А и понесла я, душа моя N.! Но выкинула. И как! Боже! Дурно мне стало на балу. Увел меня муж оттуда, на сей раз не от ревности. Пушкин думал, что умираю. Но прихожу в себя, слава Господу. Да не идет беда одна, как няня говаривает. Родители Александра нас замучили. Все прожили, долгов наделали. Пушкин решил взять в руки имение и отцу содержание назначить. И брат его Лев хорош! Нет этому конца. Сестры мои страдают от Маминькиных капризов. Следует мне ехать туда. А чем помочь?
Пушкин, Пушкин! Ревнует меня к Его Величеству, а сам влюблен в Ее Величество, хоть и старушка она. Сколько ей лет? 35 или 36? Надо тетушку попытать. Тетушка моя милая! Пушкин любит ее, пожалуй, не меньше, чем я. В халате ее принимает. Она, детки и Пушкин, когда не в тоске да находит время со мной беседовать, вот суть мои отрады душевные. И балы. Забываю нужду, печали.
Без писем моих Вам, любезный друг мой, не знала бы я, с кем и поговорить по душам. С тетушкой беседуем мы о делах семейных, о деньгах, о нарядах да о знакомых. С Вами более говорю о том, что на душе моей.
…июня 1834 года
…как давно я собиралась навестить родных, да недоставало денег на далекое путешествие с детьми и слугами, но нашлись наконец. Как оправилась, так сразу и поехала. Повидалась с сестрами и с братом Дмитрием. Они приехали из Полотняного в Москву, дабы встретить нас. Пасхальные праздники провели все вместе! Только Папенька душу мне огорчает болезнью своей давней. Маминька в Москву не приехала, ибо она в размолвке с сестрами. Александр позволил мне с детьми навестить ее в Яропольце, хоть и потребовались дополнительные расходы, хоть и опасались мы привычных семейственных сцен, а рада я, что повидалась с нею после трехлетней разлуки. Слава Господу, вовсе не ссорились, а, напротив, мило ворковали с пару недель.

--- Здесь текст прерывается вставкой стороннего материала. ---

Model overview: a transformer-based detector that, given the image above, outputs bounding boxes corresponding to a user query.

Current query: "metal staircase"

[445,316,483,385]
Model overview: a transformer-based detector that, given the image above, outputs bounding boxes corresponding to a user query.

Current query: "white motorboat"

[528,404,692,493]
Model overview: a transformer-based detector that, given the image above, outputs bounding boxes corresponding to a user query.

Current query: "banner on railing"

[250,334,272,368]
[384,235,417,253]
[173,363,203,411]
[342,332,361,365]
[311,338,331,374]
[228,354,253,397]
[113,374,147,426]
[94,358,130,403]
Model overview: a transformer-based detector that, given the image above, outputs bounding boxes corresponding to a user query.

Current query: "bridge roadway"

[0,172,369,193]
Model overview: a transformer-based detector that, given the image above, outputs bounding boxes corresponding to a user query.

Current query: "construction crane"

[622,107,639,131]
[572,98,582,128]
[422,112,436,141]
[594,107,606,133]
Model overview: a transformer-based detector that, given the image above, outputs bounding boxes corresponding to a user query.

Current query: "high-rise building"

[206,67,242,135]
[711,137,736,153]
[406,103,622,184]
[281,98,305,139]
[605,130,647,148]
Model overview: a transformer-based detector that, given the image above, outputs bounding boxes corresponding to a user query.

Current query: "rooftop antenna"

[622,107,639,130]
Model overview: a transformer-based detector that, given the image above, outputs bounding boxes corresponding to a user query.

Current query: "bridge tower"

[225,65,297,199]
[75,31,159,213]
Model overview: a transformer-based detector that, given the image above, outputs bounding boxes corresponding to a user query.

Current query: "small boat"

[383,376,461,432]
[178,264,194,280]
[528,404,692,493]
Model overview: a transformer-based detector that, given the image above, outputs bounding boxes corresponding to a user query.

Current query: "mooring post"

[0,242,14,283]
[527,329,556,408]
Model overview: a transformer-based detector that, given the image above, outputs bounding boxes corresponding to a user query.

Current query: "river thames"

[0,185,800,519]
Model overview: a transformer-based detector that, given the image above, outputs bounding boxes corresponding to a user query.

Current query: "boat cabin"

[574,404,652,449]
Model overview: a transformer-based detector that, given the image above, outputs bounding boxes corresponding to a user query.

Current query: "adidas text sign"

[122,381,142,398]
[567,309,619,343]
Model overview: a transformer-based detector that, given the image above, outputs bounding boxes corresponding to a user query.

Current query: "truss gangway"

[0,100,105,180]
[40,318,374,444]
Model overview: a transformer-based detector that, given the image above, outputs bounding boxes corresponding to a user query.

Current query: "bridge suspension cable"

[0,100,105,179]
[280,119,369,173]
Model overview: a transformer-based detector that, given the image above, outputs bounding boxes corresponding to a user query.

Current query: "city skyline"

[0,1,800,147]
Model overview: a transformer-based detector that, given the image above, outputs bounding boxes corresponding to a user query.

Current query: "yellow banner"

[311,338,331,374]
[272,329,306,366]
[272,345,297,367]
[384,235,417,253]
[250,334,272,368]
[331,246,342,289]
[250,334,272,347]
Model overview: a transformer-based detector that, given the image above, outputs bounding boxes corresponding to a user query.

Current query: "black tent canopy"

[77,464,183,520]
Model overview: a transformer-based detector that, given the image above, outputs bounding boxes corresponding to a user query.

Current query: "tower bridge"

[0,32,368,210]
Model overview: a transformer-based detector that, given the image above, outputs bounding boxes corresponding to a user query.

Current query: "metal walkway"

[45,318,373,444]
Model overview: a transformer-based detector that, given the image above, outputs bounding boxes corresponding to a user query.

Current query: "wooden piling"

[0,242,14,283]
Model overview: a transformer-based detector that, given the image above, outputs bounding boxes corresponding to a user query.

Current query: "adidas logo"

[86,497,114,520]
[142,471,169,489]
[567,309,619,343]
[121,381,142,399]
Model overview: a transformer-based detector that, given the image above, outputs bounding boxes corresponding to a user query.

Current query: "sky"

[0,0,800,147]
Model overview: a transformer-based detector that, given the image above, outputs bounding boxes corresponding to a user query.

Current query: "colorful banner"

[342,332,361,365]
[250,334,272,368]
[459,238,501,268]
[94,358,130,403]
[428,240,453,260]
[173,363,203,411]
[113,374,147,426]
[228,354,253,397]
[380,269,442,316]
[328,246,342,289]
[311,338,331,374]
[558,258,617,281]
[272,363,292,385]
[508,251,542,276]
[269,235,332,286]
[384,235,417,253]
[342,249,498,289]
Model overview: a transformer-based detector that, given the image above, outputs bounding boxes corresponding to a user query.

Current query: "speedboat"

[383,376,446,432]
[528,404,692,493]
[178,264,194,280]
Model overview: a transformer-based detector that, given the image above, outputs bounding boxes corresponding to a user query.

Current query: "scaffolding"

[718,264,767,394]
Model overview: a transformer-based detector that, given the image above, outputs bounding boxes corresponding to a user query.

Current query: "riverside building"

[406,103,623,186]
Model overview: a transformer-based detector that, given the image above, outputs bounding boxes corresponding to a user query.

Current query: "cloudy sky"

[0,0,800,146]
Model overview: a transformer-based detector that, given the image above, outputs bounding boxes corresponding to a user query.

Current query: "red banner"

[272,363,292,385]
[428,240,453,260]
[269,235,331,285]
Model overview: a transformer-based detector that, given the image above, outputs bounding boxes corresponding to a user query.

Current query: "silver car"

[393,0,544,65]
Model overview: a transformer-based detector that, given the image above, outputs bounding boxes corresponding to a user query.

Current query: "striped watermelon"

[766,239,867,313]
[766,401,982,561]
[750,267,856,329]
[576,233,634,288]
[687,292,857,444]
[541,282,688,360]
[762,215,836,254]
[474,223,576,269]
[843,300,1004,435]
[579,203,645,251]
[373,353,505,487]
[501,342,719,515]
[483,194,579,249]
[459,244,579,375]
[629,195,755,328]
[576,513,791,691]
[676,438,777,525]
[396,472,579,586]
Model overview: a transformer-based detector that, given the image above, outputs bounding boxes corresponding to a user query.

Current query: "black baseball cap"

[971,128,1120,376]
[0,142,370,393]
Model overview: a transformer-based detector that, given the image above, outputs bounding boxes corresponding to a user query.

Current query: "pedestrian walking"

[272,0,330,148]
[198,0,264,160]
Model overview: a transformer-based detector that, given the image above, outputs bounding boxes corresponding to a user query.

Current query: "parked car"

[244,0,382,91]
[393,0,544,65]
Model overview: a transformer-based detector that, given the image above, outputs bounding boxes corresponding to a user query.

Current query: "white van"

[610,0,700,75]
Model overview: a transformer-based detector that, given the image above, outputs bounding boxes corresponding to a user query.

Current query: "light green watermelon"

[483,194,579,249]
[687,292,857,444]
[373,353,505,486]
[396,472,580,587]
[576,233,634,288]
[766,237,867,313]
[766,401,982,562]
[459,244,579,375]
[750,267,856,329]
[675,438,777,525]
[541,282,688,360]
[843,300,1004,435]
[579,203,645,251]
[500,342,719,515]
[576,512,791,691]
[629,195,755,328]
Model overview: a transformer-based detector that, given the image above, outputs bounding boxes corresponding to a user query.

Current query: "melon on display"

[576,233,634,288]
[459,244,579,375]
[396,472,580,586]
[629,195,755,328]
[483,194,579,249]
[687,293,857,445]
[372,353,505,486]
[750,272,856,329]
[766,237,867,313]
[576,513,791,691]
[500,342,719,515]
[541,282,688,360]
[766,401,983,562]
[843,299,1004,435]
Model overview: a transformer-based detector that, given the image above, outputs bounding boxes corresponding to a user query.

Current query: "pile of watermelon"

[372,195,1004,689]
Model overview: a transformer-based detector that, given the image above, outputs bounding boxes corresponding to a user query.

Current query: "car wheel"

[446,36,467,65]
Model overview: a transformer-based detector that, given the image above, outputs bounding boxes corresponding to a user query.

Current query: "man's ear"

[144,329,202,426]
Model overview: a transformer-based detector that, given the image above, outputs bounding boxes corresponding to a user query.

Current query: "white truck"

Все бы чудно! А уж не так, милая N., как в детстве. Тогда Маминька мне и вовсе Богиней представлялась, хотя и строгой, о непослушании мы не помышляли, молились, учились. Что знала я о жизни?
Ныне сама я – мать и жена – словно иными глазами все увидала. И разумею: строгости Маминькины от ее тоски, от одиночества, от неудачи всей женской жизни, оттого и Папеньку бедного удалила от всех по стыдной его болезни. Все недовольство на нас направила. Мыслит себя обделенной, находя утешение в религии столь яростно. Без растворения в Боге, а в служении ему постоянном.